The Joint Armed Forces Disciplinary Control Board for Southeastern Virginia and Northeastern North Carolina has banned its members from patronizing various area car dealerships, including Victory Lane Motors in Norfolk, Virginia (whose listing on MilitaryCarDealers.com says “We specialize in the unique military car buying experience”). The dealership was declared off-limits for military personnel in August 2013, allowed back in November 2013 and then once again banned after complaints from service members led the Virginia Department of Motor Vehicles to investigate.
Know your rights and resources
Service members have a number of resources to help keep their money safe. Financial information and education programs abound.

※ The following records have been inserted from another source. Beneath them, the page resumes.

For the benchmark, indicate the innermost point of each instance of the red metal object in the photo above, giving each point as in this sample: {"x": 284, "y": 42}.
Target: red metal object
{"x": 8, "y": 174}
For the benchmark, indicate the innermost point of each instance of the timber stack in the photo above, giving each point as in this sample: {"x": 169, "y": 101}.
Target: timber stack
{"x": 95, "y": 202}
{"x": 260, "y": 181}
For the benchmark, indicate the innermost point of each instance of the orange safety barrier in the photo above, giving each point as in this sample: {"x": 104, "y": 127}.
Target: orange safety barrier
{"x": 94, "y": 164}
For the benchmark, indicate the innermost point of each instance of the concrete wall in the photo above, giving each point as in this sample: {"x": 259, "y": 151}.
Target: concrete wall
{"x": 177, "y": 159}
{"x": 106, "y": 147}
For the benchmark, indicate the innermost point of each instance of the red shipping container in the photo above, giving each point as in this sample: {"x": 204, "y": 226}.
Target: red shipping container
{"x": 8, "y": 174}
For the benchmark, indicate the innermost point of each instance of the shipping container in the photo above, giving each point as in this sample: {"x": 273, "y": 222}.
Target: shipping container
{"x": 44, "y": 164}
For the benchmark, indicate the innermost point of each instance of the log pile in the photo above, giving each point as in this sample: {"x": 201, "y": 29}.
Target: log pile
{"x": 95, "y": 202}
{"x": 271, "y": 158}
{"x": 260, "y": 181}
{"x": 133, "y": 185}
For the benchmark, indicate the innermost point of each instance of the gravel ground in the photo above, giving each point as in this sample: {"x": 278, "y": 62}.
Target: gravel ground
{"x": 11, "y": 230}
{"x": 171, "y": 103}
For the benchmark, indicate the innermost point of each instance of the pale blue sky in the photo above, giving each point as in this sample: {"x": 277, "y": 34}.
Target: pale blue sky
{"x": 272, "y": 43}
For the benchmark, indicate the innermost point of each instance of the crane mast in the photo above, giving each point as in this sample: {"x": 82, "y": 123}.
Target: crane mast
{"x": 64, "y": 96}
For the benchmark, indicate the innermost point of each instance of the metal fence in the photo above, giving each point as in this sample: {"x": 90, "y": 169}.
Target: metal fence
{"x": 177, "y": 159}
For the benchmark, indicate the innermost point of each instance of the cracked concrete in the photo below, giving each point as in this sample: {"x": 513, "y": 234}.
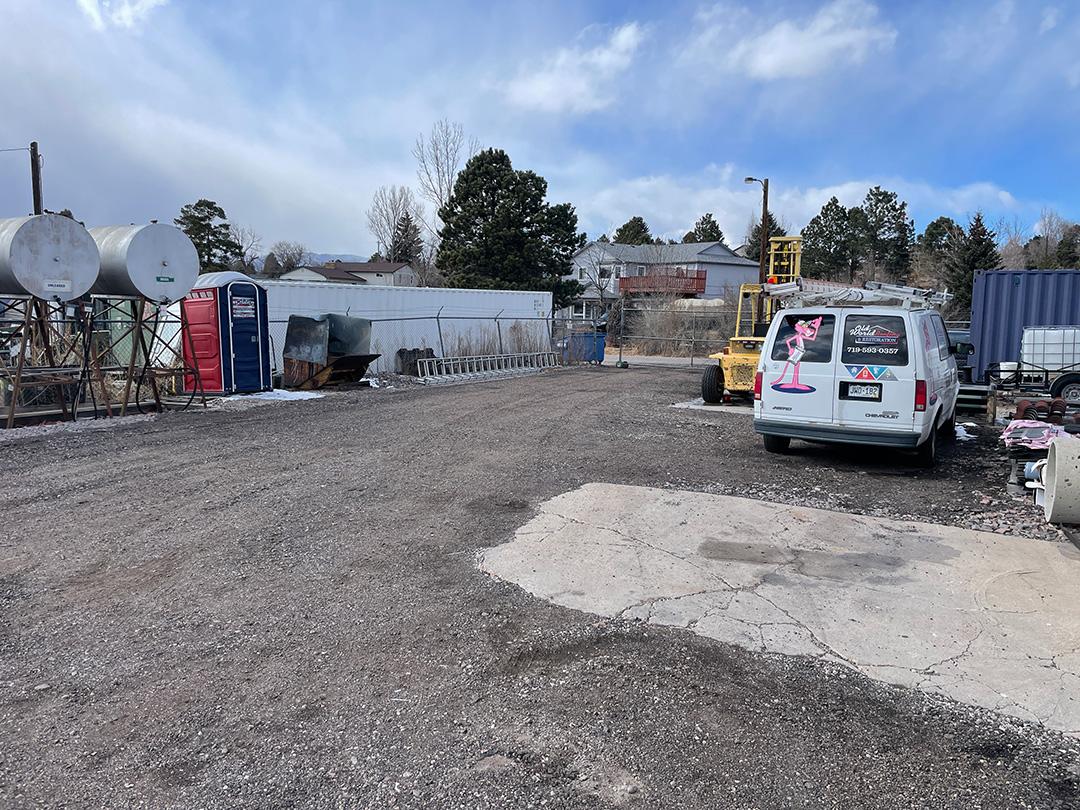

Counseling is available for specific questions. The Military Financial Readiness Program, which was created by FINRA and the Department of Defense, trains military spouses to become accredited financial counselors, providing both help to service members and a portable career for spouses. These counselors walk service members through financial activities such as planning to buy a car, budgeting and other topics, Walsh says.
The Military Lending Act caps interest rates charged to service members, spouses and certain dependents at 36 percent per year for payday loans, auto title loans and tax refund anticipation loans. But service members in financial straits need not pay even that much, says Shields. Each branch of the military is affiliated with a private nonprofit emergency relief organization dedicated to providing no-interest loans (and sometimes outright grants) to active and retired soldiers and their dependents when there is a valid need. Army Emergency Relief is among these.
The top needs receiving approval by AER are for rent and mortgage help, followed by car repair, Shields says. Most loans are $2,500 or less, but there is no limit. Other expenses the service routinely covers include rental and replacement vehicles, relocation/travel expenses, dependent dental care, repairing of HVAC systems, repair of major appliances, child car seats, cranial helmets for babies and basic furniture.
“One of the biggest challenges is making sure all soldiers know assistance is available,” Shields says. “We tell them, ‘If you get in trouble, don’t go downtown — come to Army Emergency Relief.’ The other services are the same way. Assistance is available 24/7.”
If service members are not stationed near their branch’s emergency relief office, they can seek help at another service’s agency, Shields says. (The other relief agencies are Air Force Aid Society Section, Navy-Marine Corps Relief Society and Coast Guard Mutual Assistance.) And if the service member is more than 50 miles from any military installation, the Red Cross will process the relief application.
Active Duty Alert
Soldiers who are serving overseas can get an active duty military alert from each of the three credit reporting bureaus — Equifax, TransUnion and Experian — to help minimize the risk of fraud and ID theft while deployed. The alert requires extra verification before credit is issued and lasts one year. The service member’s name also is removed from all pre-approved or firm offers of credit for two years, the credit reporting companies say.
If you want even more protection, you might look into a credit freeze, also known as a security freeze. A freeze locks access to your credit file, meaning fraudsters can’t open new accounts in your name. It also keeps lenders and creditors from viewing your file, so it’s not a tool for everyone.
Armed with financial education and a sense of vigilance, military service members may provide their own best defense against money woes.